Closed gjmulder closed 4 years ago
Since you're using the default centroid (PAM), the calculated cross-distance matrix has num_ts ^ 2
elements, which already is larger than .Machine$integer.max
for num_ts = 46341
. This means that the matrix has to be indexed internally with something like long int
, and apparently the proxy
package cannot handle something related to that ("L2"
distance is provided by proxy
).
I believe the distances included with dtwclust
wouldn't have this specific limitation, in fact I tested this and it worked:
library(dtwclust)
series <- lapply(1:46342, function(ignored) { rnorm(5L) })
dm <- proxy::dist(series, series, method = "lbk", window.size = 1L)

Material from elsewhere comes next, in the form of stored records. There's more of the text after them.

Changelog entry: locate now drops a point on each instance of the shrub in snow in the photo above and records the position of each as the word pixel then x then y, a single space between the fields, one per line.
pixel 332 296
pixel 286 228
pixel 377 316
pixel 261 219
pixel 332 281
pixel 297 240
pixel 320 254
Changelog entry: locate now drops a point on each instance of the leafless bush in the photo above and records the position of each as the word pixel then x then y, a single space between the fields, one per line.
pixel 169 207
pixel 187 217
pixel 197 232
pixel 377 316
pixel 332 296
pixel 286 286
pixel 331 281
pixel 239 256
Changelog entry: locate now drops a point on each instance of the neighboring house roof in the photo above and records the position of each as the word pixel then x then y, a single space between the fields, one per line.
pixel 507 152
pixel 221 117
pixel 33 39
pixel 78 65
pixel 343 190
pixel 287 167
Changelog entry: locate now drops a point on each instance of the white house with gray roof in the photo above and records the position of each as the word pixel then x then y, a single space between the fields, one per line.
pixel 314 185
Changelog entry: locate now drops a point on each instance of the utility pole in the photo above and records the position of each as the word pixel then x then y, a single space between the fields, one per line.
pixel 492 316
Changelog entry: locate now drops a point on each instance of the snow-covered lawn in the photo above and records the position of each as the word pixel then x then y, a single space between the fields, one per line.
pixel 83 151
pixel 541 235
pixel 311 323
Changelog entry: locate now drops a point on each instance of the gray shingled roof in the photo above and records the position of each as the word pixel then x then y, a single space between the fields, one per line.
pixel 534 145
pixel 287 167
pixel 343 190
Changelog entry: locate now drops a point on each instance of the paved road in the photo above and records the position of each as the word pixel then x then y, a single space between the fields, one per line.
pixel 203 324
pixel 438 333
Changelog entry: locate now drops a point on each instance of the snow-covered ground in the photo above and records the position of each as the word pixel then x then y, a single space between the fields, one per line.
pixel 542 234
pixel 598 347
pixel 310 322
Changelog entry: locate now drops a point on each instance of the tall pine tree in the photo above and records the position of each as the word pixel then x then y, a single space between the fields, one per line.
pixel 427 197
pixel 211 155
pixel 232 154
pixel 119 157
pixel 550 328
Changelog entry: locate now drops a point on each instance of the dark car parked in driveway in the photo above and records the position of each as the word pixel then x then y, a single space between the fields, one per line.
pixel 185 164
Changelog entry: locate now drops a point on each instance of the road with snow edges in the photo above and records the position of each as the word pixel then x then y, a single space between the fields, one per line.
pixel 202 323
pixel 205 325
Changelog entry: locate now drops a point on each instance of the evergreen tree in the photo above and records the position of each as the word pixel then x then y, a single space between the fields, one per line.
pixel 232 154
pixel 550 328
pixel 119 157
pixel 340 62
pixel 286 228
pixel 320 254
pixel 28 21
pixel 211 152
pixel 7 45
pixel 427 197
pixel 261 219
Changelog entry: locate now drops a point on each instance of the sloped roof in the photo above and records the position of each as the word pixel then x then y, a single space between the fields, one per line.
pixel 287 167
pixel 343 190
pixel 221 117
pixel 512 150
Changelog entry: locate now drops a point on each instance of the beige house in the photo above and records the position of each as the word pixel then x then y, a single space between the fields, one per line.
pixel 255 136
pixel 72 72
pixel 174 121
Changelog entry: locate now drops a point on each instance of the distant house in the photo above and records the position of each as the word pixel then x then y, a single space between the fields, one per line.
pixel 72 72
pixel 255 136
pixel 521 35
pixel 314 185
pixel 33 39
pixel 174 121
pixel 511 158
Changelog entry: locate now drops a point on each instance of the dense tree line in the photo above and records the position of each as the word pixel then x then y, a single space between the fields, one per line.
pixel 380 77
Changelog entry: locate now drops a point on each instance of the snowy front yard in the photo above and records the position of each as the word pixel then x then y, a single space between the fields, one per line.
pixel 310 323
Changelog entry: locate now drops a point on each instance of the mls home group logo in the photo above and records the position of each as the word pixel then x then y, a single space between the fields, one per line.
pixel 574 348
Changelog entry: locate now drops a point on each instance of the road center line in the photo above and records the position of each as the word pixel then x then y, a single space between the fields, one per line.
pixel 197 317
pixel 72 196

This means that the problem you're having is due to the proxy
package. Nevertheless, I wonder if it's worth adding an implementation of Manhattan/Euclidean distance within dtwclust
to both leverage multi-threading and avoid this problem.
Changing from PAM to median seemed to fix things, thanks. I produced a somewhat inefficient method for estimating sqrt(.Machine$integer.max)
. Thanks for the quick response and solution!
I have started my investigation using the defaults, as you will observe that I have rather a lot of TS. I am using your supplied reinterpolate function to ensure my TS all have the same length.
I suspect any form of DTW is going to take considerable time to run, even with 32 cores and 64GB of memory I have available. Do you have any suggestions on what methods to use / avoid in terms of computational complexity and memory util?
If z-normalization isn't an issue, k-Shape might be a good starting point. If you definitely need time warping, do take a look at dtw_lb
with DBA or even mean for centroid calculation.
If your use case can use foreach
parallelization, you'd probably benefit from few R processes with many threads per process, say 4 processes with 8 threads each.
Make sure to give the vignette at least one full read. It's pretty long, but it should help you identify at least which things you definitely shouldn't use.
Thanks for your help. Great package for experimentation and exploration.
Reproduced with R version 3.4.4 and R version 3.6.1, using dtwclust both from CRAN and version 5.5.5 from Github.
The following code will reproduce the issue. Note that it takes considerable memory (> 16GB) and time to run the 46341 working test case, while 46342 throws the error immediately.